The other notable item from President Draghi’s talk and the discussion afterward was his repeated use of the word “Calibration” in various forms. It is a word for which he has a distinct fondness, as it portrays monetary policy in the same vernacular as scientific instrumentation. The Federal Reserve has a similar, if less elegant, characterization for its policies: “Data dependent”.
In the context of Friday’s speech, “Calibration” seemed to be a reminder to capital markets that we need to follow the inflation data coming out of Europe every bit as closely as just what we think we see in the tea leaves every time a central banker speaks. President Draghi noted several key inflation statistics, from the prices for services to how many items in the consumer basket were experiencing outright deflation, to explain why Thursday’s ECB meeting had concluded with the smaller-than-expected actions from the central bank. Deflation, he noted, is “Off the table” in Europe. Therefore, the need for large steps had diminished, and markets should have understood that since all the data he cited is public.

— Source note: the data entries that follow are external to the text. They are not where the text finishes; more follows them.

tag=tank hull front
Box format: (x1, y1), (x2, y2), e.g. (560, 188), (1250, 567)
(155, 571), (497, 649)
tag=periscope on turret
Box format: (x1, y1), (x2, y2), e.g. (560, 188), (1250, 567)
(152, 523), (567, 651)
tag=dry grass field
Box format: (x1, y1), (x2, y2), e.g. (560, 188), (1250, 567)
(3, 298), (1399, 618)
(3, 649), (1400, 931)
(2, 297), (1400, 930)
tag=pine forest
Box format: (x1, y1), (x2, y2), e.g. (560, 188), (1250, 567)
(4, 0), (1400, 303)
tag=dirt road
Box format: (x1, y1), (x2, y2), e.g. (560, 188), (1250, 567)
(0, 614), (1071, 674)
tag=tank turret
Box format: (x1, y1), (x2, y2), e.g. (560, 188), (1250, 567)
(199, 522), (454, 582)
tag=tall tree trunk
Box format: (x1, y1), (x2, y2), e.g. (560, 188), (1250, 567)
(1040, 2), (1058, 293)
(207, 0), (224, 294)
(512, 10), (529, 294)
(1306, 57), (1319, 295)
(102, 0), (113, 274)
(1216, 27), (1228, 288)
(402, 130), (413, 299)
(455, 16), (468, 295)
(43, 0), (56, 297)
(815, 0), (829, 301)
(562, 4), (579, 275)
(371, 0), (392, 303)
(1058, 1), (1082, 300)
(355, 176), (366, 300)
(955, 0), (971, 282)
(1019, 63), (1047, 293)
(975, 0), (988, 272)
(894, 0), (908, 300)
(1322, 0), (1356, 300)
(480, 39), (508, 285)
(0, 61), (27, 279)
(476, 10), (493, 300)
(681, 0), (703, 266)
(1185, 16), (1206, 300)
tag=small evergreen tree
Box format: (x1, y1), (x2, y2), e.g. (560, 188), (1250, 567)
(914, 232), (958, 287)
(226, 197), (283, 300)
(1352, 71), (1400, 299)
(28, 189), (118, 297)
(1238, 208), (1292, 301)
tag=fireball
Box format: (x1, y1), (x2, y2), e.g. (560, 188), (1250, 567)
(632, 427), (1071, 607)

Still, Mario Draghi knows he needs the ongoing confidence of the capital market to achieve his long run goals. He does not have many other allies, after all. In the Q&A session with Bob Hormats, he highlighted numerous structural impediments to long run economic growth and therefore price stability in Europe, ranging from tax and labor market policies to the judicial process to reclaim assets in default. He noted that these and other necessary changes need “Social consensus” in order to start the process of reform, meaning politicians will not act on these fronts until the electorate demands them. And there hasn’t been much of that as of yet…
The formal part of the presentation was over just after 1pm, and with markets rallying on President Draghi’s comments I had a chance to consider the events of the day.
First, there was the environment – a lavish hall with near-on 1,000 people in attendance.
Second, the intent focus of capital markets on one individual and his role in setting policy for a continent of 330 million people.
Lastly, his relative isolation from the electoral process – something shared by all central bankers in the developed world – but the need to work within a democratic framework to maintain power. For all practical purposes, that means keeping capital markets informed and generally happy with central bank policies.
That combination of factors has led to the era of the “Rock star” central banker. Paul Volcker and Alan Greenspan were the Elvis and Beatles of this movement – the first to see widespread fame for their efforts. Then came Ben Bernanke, perhaps the Jimi Hendrix or Led Zeppelin of his day, taking existing tools and pushing them in new, previously unconsidered, directions. Now, we have Janet Yellen and Mario Draghi, whose legacies are as yet undefined. They may end up like the next generation of rock stars from the 1970s – something like Bruce Springsteen, with a deep focus on common people in his music. Or, they could be the Bee Gees, who focused simply on commercial success. Only time will tell.